La casa olía a viejo, aunque estaba vacía y la humedad del tabloncillo refrescaba el espacio. Caminé hasta la cocina siguiendo sus calcañales agrietados. Tenía los dedos largos y las manos blancas, parecía de mármol salpicado con puré de tomate. Era una mujer pecosa y alta, con el pelo como estambre. Me brindó una taza de té y me contó que era bailarina retirada y que daría clases en el pueblo. Como no me habló del piano, no le pregunté, aunque la pregunta me saltaba dentro. Le agradecí el té e inventé una excusa para que me enseñara la casa. Se negó diciendo que el piso superior aún estaba sucio. Salí buscando el piano por todas las hendijas de las puertas entreabiertas, bajo la escalera, por los rincones; solo hallé la puerta principal echándome a la calle.

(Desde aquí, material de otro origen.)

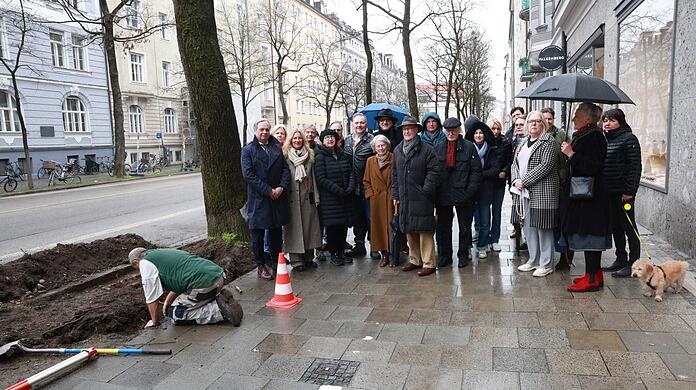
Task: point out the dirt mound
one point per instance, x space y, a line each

Pasaron las horas y aquel día de agosto comenzó a parecer invernal. Y arriba del tragaluz empañado se retorcían las nubes grises. Otra vez las once y otra vez la balada, fría, escalofriante. Las noches siguieron, una tras otra, y a las once comenzaba el concierto, la música despertaba los muertos y dormía a los vivos, como canto fantasmal. Hasta que una mañana me despertó un ruido humano. Todos los vecinos fueron hasta su puerta, aun sin lavarse y vestirse. Le pidieron que no tocara más el piano porque provocó pesadillas a los niños. Ya sabía yo que de ese piano de cola no podía salir una sola nota viva. Parecía hecho con madera de ataúdes.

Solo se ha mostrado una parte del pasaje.